He visto y vivido el desalentador cuadro de los maestros en servicio que completan su formación (¿?). Después de laborar durante cinco días, utilizan los sábados para completar, como pueden, su formación. Los sábados son días maratónicos. Llegan temprano, a veces, a sus clases, cansados de una larga semana laboral. Se sientan en un pupitre a escuchar a un profesor que está hablando en lenguaje sofisticado, de un tema profundo que no alcanzan a comprender de un todo.

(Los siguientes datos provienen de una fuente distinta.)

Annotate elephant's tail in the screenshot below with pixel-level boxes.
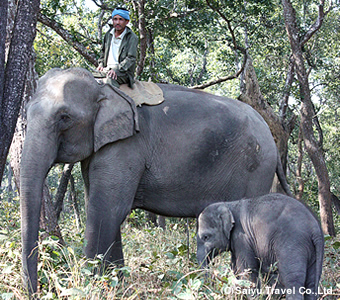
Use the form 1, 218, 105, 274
313, 230, 324, 294
275, 151, 293, 197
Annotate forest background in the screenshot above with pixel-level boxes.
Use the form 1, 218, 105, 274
0, 0, 339, 298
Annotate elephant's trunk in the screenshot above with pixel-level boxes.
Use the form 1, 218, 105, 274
196, 239, 209, 268
20, 127, 57, 294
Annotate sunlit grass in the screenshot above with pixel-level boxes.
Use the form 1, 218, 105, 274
0, 199, 339, 299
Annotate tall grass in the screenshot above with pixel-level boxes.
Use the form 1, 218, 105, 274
0, 199, 339, 299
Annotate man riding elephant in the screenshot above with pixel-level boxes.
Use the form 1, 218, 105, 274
96, 7, 138, 88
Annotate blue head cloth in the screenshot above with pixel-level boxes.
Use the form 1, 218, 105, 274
112, 8, 130, 20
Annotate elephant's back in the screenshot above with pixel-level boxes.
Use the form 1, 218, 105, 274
245, 194, 322, 233
156, 83, 269, 130
151, 83, 275, 161
158, 83, 245, 108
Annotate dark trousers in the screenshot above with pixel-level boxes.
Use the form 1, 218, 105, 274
105, 70, 129, 88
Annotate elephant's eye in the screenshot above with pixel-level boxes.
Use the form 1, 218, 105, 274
58, 113, 73, 130
60, 114, 70, 121
201, 234, 211, 242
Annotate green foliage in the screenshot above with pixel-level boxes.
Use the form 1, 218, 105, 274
35, 0, 101, 76
34, 27, 94, 76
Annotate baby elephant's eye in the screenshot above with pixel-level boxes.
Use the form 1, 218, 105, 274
201, 234, 211, 242
60, 113, 71, 122
60, 113, 71, 121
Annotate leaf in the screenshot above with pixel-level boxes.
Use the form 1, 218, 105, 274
86, 258, 100, 265
190, 278, 202, 290
60, 288, 85, 297
118, 266, 131, 277
81, 268, 92, 275
1, 293, 14, 300
171, 281, 183, 295
2, 265, 13, 274
332, 241, 340, 249
67, 246, 74, 255
0, 234, 7, 241
165, 252, 175, 259
41, 292, 55, 299
176, 290, 194, 300
324, 235, 332, 241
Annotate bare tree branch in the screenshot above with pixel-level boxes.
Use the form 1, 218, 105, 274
90, 0, 112, 11
196, 40, 209, 83
191, 51, 247, 89
97, 9, 105, 42
296, 124, 305, 201
191, 0, 247, 89
279, 56, 295, 121
38, 12, 98, 67
206, 0, 238, 50
301, 0, 332, 47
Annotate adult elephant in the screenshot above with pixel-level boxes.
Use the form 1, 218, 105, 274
20, 68, 291, 293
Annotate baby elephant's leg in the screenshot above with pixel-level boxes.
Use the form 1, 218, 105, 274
231, 250, 260, 284
277, 253, 308, 300
303, 260, 319, 300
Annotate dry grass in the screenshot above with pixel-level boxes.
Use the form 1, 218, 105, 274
0, 201, 339, 299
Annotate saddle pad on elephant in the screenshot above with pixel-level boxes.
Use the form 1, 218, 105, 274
119, 81, 164, 106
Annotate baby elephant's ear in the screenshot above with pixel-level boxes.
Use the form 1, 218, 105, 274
219, 204, 235, 240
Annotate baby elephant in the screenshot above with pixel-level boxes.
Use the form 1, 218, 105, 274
197, 193, 324, 300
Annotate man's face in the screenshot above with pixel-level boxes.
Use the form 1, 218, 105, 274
113, 15, 129, 34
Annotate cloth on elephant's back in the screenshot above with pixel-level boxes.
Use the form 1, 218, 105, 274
119, 80, 164, 106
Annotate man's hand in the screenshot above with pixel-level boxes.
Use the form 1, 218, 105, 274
107, 69, 118, 80
97, 66, 104, 72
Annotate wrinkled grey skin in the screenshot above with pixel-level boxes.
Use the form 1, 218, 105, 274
197, 194, 324, 300
20, 68, 291, 294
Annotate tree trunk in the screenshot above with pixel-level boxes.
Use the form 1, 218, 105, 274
296, 124, 305, 201
40, 183, 65, 244
55, 164, 74, 220
0, 0, 7, 108
0, 0, 40, 183
10, 58, 38, 190
146, 212, 166, 230
282, 0, 335, 236
238, 57, 295, 193
6, 162, 15, 201
136, 0, 147, 77
69, 174, 81, 230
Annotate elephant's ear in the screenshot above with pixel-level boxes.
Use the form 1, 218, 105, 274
94, 84, 139, 152
220, 205, 235, 240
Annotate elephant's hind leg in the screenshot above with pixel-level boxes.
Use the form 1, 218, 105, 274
303, 260, 318, 300
277, 260, 307, 300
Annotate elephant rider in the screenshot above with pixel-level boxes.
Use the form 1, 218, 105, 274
96, 7, 138, 88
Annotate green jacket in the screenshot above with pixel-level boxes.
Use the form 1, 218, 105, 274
98, 26, 138, 87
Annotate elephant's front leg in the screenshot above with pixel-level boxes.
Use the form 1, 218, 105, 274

Mientras escuchan, sus mentes vuelan a sus casas porque tienen un lío de ropas que lavar, unos hijos que apenas han visto y pasarán ese sábado por su cuenta, procurándose ellos la comida y un hogar hecho un desastre por la cantidad de “oficios” pendientes. En su rol de estudiantes la situación no es mejor. Las asignaciones no pudieron ser cumplidas. ¿Con qué tiempo y con qué recursos pueden cumplir las exigencias del profesor de filosofía quien les puso a leer el libro La Política de Aristóteles? ¿Cómo van a hacer la tarea de la asignatura “Tecnología aplicada a la educación” sin computadoras? ¿Y quién puede hacer la lectura asignada en Historia Dominicana, si no tienen en su casa ni en su barrio los libros asignados?
Ese sábado de “formación” es duro para esos maestros-estudiantes. Pagar el transporte para llegar a la universidad, pasar el día escuchando contenidos extraños, buscar dinero para comer al medio día y luego llegar a mi casa a las 7:00 PM después de un largo y caluroso día de trabajo “intelectual”.
He sido profesora de esos profesores-estudiantes. En las clases, escuchaban, anotaban y preguntaban. Al asignarles un trabajo concreto, mi decepción fue mayor. El contenido que pensé habían captado resbaló por sus mentes. Tuve que volver al principio. Luego les puse tareas prácticas. Al terminar el semestre tenía la certeza de que no habían comprendido todo y yo debía poner una nota. Me pregunté ¿Qué debo valorar? ¿El esfuerzo o lo aprendido? He ahí la gran pregunta que dejo para la reflexión.